Can you just keep the collar off of her when she is inside?


----------



## vcm5 (Apr 20, 2011)

Try just taking the collar off when you are inside. Or maybe spray it with some bitter apple spray to discourage chewing!


----------



## toliva (Nov 24, 2011)

LOL, that is funny! It's like a pacifier to her I think.

I would just take the tag off.... that's what we did. I keep it on a separate keychain. I just have a flat tag on our pup's collar now - Boomerang Pet Tags: Guaranteed to last. Mailed today, Free Shipping.. They are the best tags!

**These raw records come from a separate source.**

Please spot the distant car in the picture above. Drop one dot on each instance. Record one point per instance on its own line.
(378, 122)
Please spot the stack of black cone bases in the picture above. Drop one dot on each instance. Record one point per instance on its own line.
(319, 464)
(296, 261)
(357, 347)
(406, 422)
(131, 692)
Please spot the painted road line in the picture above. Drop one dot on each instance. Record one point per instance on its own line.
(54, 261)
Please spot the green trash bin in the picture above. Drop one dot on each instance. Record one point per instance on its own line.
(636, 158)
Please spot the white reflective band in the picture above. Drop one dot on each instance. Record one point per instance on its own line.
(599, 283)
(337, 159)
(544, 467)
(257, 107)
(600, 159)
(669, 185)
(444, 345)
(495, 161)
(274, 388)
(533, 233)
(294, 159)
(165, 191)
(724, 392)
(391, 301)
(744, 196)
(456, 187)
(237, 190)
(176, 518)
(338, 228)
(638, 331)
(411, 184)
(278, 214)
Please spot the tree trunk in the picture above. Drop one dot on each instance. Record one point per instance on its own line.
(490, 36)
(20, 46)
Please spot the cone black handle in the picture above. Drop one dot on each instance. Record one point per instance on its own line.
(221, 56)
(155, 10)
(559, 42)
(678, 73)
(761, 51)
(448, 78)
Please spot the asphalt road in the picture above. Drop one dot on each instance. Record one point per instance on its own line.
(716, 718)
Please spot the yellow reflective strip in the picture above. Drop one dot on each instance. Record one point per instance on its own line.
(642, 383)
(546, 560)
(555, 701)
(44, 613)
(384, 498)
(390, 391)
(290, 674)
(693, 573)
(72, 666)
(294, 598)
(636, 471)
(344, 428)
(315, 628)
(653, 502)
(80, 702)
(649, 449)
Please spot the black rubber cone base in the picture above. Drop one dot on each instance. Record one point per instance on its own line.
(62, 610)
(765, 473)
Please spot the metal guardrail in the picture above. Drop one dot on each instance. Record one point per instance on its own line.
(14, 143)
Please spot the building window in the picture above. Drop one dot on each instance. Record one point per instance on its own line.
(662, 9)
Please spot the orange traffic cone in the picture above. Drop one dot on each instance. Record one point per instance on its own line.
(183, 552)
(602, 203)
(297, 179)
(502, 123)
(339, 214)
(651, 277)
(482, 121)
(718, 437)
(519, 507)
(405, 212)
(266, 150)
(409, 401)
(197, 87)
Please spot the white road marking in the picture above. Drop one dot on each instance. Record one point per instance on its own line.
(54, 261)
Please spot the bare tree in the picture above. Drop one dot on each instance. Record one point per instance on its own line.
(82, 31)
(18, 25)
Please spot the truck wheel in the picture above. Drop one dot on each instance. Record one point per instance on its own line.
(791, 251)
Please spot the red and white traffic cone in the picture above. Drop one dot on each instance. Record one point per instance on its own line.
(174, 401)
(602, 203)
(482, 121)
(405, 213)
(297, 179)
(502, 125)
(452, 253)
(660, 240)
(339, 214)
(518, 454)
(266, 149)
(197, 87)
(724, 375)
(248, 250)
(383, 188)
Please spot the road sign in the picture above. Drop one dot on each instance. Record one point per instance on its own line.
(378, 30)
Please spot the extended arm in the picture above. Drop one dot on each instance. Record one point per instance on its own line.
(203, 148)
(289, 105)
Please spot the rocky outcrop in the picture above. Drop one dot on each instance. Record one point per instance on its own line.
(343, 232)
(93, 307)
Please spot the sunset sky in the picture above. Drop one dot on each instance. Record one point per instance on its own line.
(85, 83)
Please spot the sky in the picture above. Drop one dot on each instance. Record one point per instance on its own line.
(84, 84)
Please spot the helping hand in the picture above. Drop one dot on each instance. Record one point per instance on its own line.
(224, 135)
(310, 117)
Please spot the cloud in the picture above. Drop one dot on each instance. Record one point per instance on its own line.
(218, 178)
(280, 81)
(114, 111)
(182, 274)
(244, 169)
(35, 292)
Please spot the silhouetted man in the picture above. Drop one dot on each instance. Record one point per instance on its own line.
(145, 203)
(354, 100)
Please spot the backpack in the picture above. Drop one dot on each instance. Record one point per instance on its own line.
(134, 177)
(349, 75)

I just have our ID info on ours for now but I was thinking of adding another w/ his rabies vacc & microchip number on it.


----------



## Pemphredo (Nov 14, 2011)

I don't want to take it off because she goes out in the back yard a lot. She LOVES to be outside. So I would be taking it off and putting it on a lot. She has to have the tag on any time she is outside. Even just in my back yard. even though I don't know how much good it is going to be if it can't be read.... However my vet said they have a rabies tag micro chip.... I think I am going to have to get her 1 since this 1 obviously isn't going to work. So no one else's dogs do this I take it?.... LOL


----------



## cubbysan (Mar 13, 2007)

She is going to wear down her teeth. It is probably a habit now. If you can take the tag off for just long enough to break the habit. It probably is no longer valid anyhow.

Can you make the link holding it onto the collar smaller? Or buy a new collar that has a smaller loop?


----------



## Willow52 (Aug 14, 2009)

Hank doesn't wear his tags, I don't like the way they discolor the fur on his neck. I keep them (rabies, license) clipped together by the door. He also has a boomerang tag as mentioned above, with the necessary information if he would get lost.


----------